Bilanciare interessi di multinazionali e utenti
“Servono regole chiare che rendano trasparenti e monitorabili gli incontri con i decisori pubblici. E che garantiscano un bilanciamento del peso delle multinazionali: anche gli interessi generali – utenti, consumatori, attivisti per l’ambiente – devono essere ascoltati dai decisori pubblici. Per questo chiediamo che la legge sul lobbying sia considerata dal Parlamento una priorità e si voti al più presto”, evidenzia Anghelé.
Un organismo etico in sede Ue
L’associazione fondata da Alberto Alemanno rimarca inoltre l’urgenza della proposta di un organismo etico dell’Ue, come richiesto dal Parlamento e dal Consiglio dell’Ue nel 2021. “The Good Lobby ha contribuito alla progettazione di tale organismo etico dell’UE, presentando uno studio al Parlamento europeo”. (SCARICA QUI IL DOCUMENTO)
Il documento fornisce la prima analisi giuridica e politica dettagliata dell’organismo etico focalizzandosi anche su sistemi istituzionali di supervisione, attraverso un esame istituzione per istituzione.
L’analisi è volta a identificare la base giuridica, gli strumenti giuridici e le principali questioni legali sollevate da tale nuovo organismo indipendente dell’Ue. Dimostra che è giuridicamente fattibile ai sensi del diritto dell’UE istituire un tale organismo unendo insieme i poteri di monitoraggio, indagine, sanzione e consulenza esistenti. A differenza di tutti gli organismi etici dell’Ue esistenti, l’organismo di nuova istituzione sarebbe, in primo luogo, indipendente e, in secondo luogo, competente a garantire l’applicazione, attraverso indagini e sanzioni, dei comportamenti non etici commessi sia dai membri nominati/eletti che dal personale.
Inchiesta Uber Files, coinvolti politici e accademici
Sono 124mila i documenti dell’inchiesta Uber Files da cui emergerebbero pressioni su politici, istituzioni – e stando alle ultime novità anche nei confronti di studiosi e accademici – da parte di Uber in Europa e negli Stati Uniti nel biennio 2014-15, in cui erano in corso attività di regolamentazione per normare il servizio di trasporto nonostante l’opposizione, in particolare, delle associazioni di categoria dei tassisti.

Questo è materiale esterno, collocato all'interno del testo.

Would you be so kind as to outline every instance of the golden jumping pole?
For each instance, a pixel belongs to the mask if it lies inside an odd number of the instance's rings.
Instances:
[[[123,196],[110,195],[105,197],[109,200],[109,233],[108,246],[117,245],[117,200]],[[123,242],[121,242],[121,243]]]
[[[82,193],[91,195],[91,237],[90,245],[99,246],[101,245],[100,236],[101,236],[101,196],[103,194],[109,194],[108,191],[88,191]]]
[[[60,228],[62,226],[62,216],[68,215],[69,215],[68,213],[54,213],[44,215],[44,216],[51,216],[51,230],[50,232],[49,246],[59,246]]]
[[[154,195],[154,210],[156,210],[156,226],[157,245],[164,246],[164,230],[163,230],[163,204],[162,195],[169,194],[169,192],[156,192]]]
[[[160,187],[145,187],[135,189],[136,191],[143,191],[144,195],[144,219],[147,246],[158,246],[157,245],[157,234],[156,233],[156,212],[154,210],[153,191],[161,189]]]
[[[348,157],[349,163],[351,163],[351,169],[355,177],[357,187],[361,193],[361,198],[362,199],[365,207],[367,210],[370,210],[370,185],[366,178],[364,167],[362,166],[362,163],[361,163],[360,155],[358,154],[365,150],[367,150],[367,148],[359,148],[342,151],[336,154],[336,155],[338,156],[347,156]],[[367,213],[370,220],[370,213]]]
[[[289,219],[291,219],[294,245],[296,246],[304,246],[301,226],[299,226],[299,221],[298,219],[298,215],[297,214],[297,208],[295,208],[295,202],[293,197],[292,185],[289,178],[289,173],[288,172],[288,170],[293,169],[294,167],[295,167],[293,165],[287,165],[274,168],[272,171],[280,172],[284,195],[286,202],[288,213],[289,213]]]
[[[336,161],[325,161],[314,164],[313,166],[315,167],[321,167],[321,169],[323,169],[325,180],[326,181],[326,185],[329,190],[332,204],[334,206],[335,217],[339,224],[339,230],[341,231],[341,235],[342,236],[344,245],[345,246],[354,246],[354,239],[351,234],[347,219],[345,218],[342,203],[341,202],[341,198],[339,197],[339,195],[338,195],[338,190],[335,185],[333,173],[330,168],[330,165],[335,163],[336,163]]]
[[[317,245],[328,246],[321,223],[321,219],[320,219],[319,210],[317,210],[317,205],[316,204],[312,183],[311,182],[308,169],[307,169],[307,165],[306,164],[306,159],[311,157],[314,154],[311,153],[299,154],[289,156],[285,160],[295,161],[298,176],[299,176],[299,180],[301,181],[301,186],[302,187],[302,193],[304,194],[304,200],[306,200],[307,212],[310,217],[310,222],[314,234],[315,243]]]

L’inchiesta, condotta da un consorzio di giornali guidati dal britannico “Guardian”, non è al momento in grado di stabilire se le pratiche messe in atto da Uber costituiscano effettivamente dei reati e potranno determinare l’apertura di indagini penali.
A divulgare i documenti è stato Mark MacGann, ex responsabile delle politiche aziendali di Uber in Europa, che ha descritto le pratiche di lobbying dell’azienda su diversi dirigenti politici e non solo in molti Paesi. MacGann avrebbe inizialmente condiviso le informazioni con il “Guardian”, che a sua volta le ha inviate al Consorzio internazionale dei giornalisti investigativi (Icj), le cui testate hanno analizzato migliaia di mail e documenti riservati che descrivono le campagne di penetrazione aggressiva di Uber in vari mercati, spesso “in violazione della legge e delle regolamentazioni vigenti”.
Fra i politici di spicco citati nell’inchiesta spicca quello del presidente francese Emmanuel Macron che secondo quanto emerso “Uber files”, promise modifiche regolamentazioni per favorire l’ingresso dell’azienda nel mercato francese. Il cofondatore e amministratore delegato Travis Kalanick ha respinto gran parte delle accuse, mentre i vertici dell’azienda hanno ammesso che sotto la sua guida sono stati commessi degli errori. Nei giorni scorsi una portavoce di Uber, Jill Hazelbaker, ha dichiarato che “alcuni gravi errori commessi in passato hanno portato, cinque anni fa, ad una delle più gravi inchieste nella storia degli Stati Uniti, che ha portato all’allontanamento di numerosi rappresentanti ai vertici dell’azienda: non ci sono scuse per tali azioni, ma oggi chiediamo all’opinione pubblica di giudicarci sulla base di quello che abbiamo fatto negli ultimi cinque anni”.